On Sat, Oct 20, 2012 at 9:59 PM, Bruce Eckel <
bruce...@gmail.com> wrote:
> I got this from the second answer at:
>
http://stackoverflow.com/questions/1898932/case-classes-vs-enumerations-in-scala
>
> First, the example. This runs:
>
> trait Enum[A] {
> trait Value { self: A =>
> _values :+= this
> }
> private var _values = List.empty[A]
> def values = _values
> }
>
> sealed trait Currency extends Currency.Value
> object Currency extends Enum[Currency] {
> case object EUR extends Currency
> case object GBP extends Currency
> }
>
> println(Currency.values)
>
> My first problem is trying to figure out the syntax of:
>
> trait Value { self: A =>
> _values :+= this
> }
>
> From the context, I'm guessing that the code after the => somehow runs for
> every object that's created. But how do you read/mentally parse "self: A=>"?

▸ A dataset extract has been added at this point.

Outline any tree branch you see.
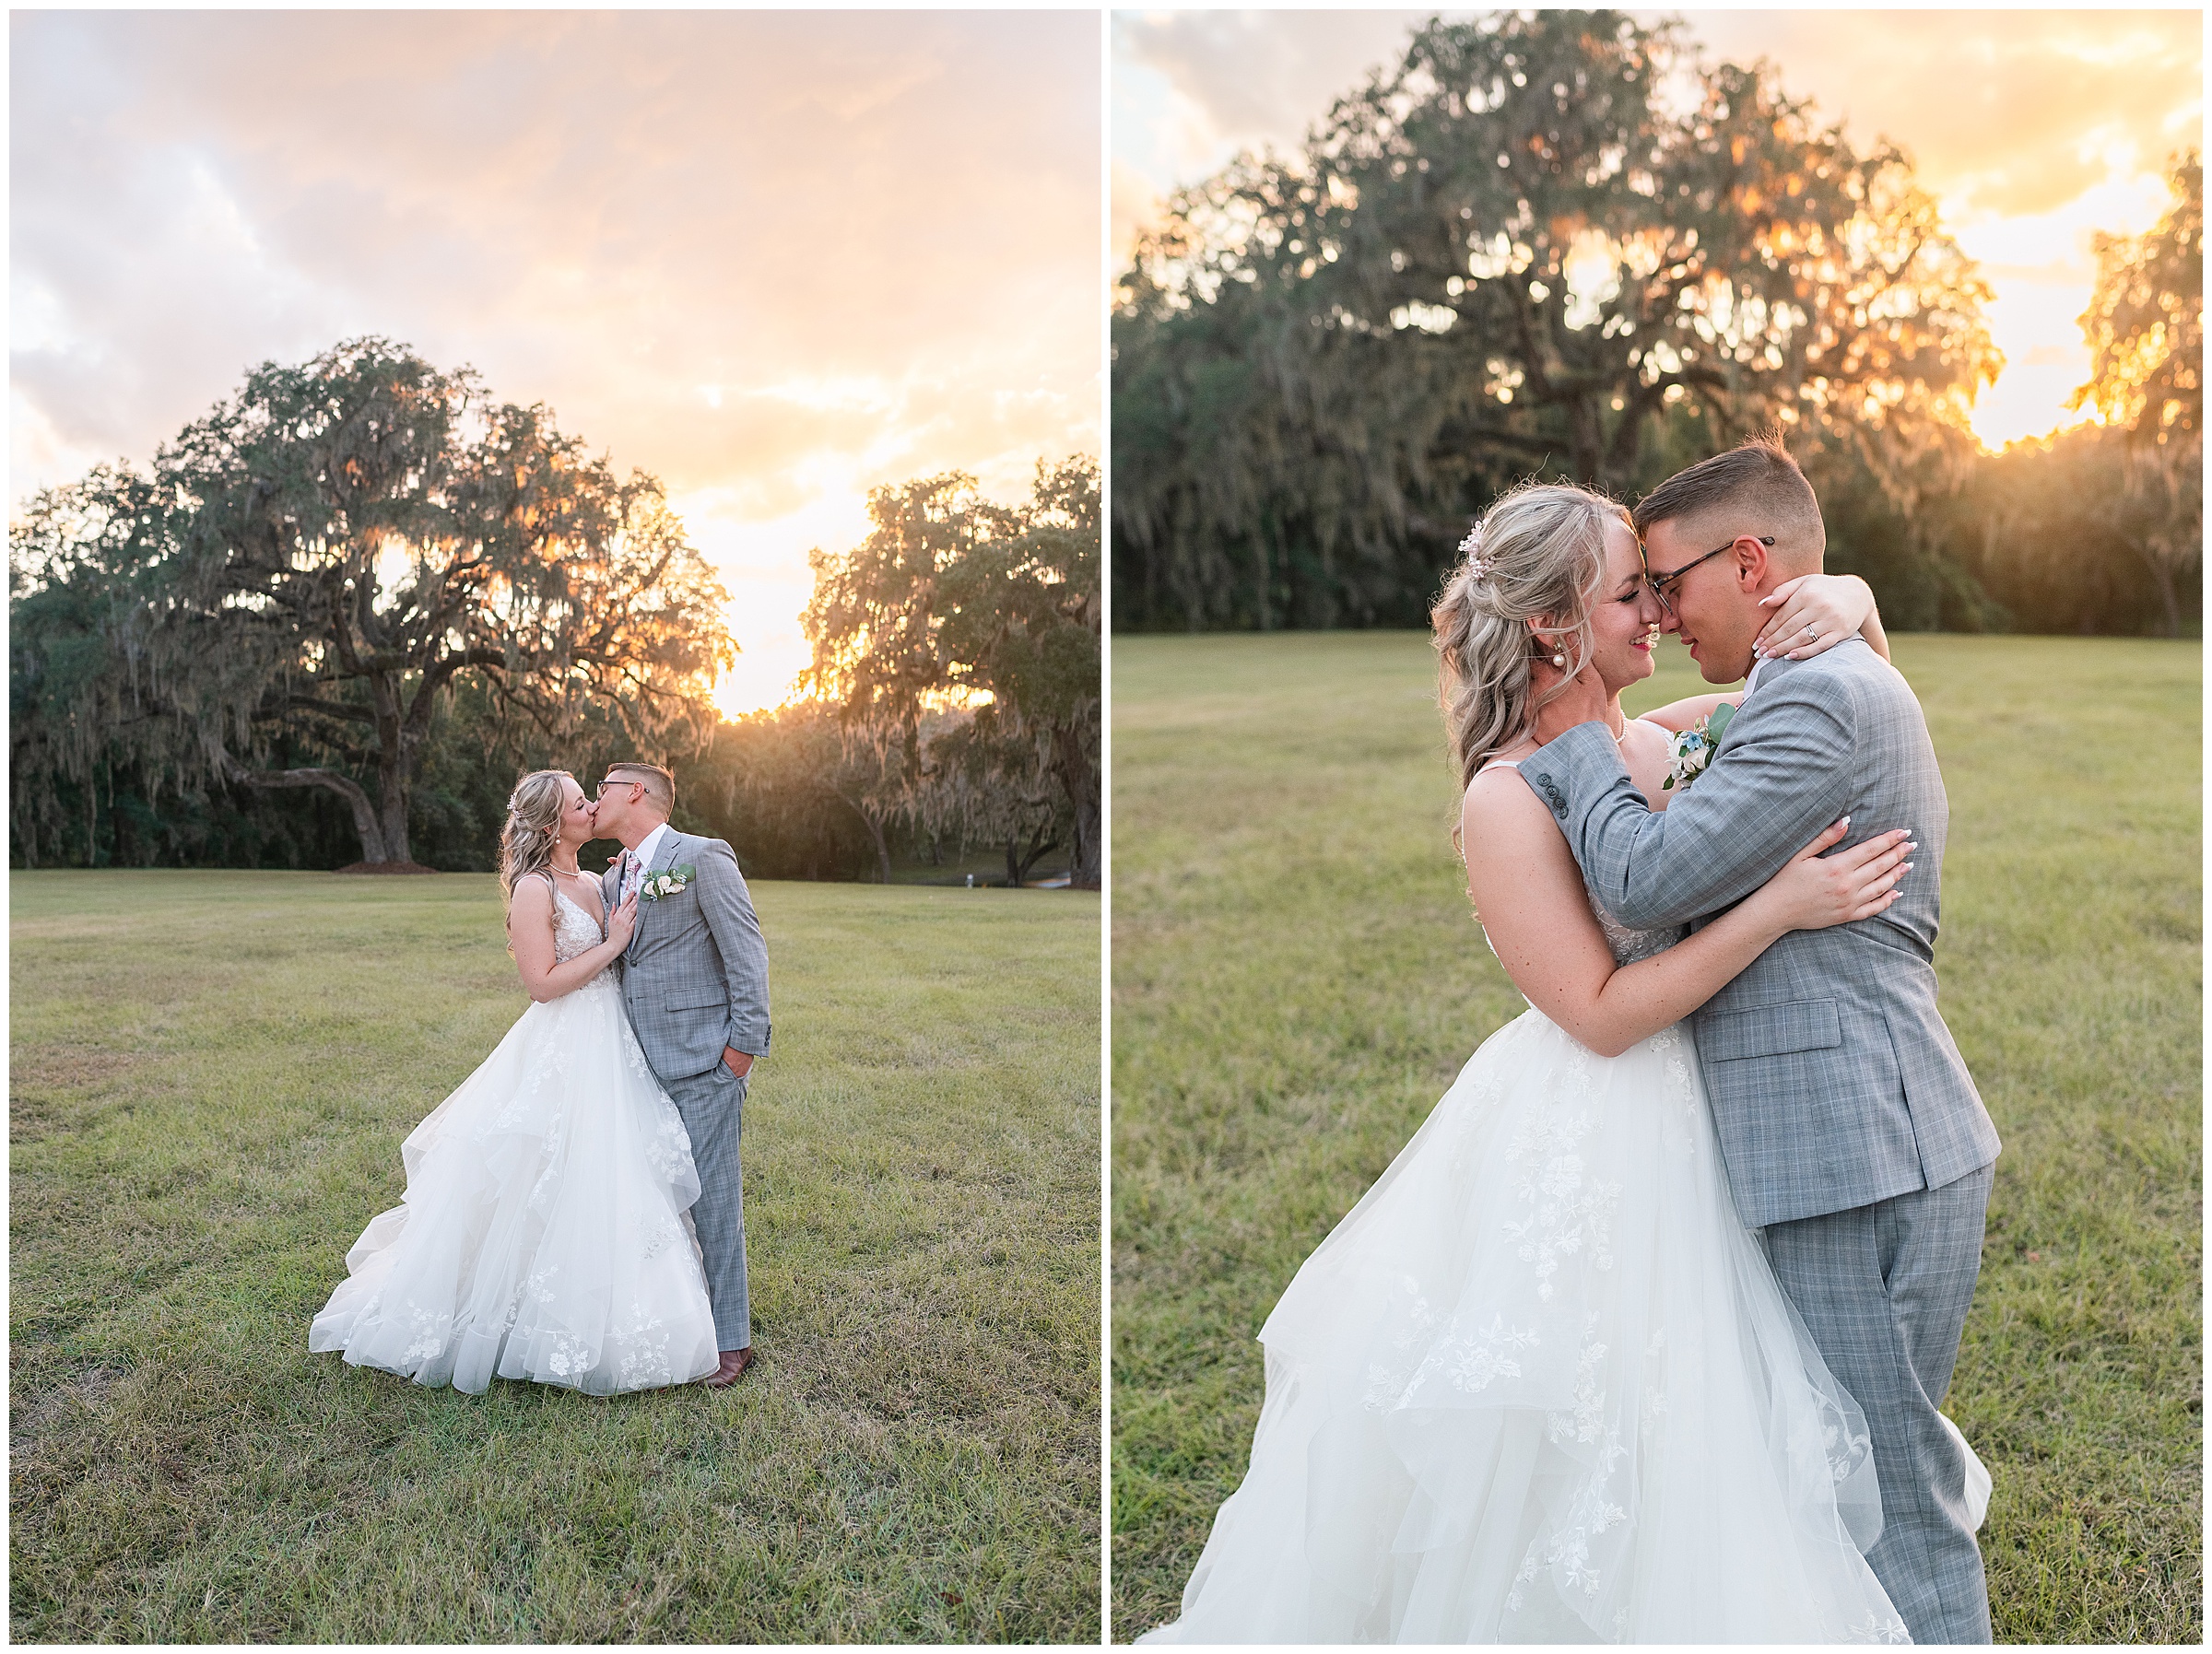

That's not related, really. "self: A =>" is a self type, which is just
a way of creating an alias for "this" and/or adding a requirement to
the concrete implementations of the trait (that is, they must extend
"A", directly or indirectly).
What comes after that is just your regular primary constructor.
> My second problem is that the code in Value doesn't seem to execute; the
> output of the println is List(). What's the correct way to do this?
An object is lazily initialized, pretty much like a lazy val. A
declaration like "case object EUR extends Currency" is a lot like
"lazy val EUR = new Currency with Singleton".
Since you have not used any of those objects, they have not been
initialized. As to how to do that correctly, that is, imho, one of
Scala's unsolved hurdles.
--
Daniel C. Sobral
I travel to the future all the time.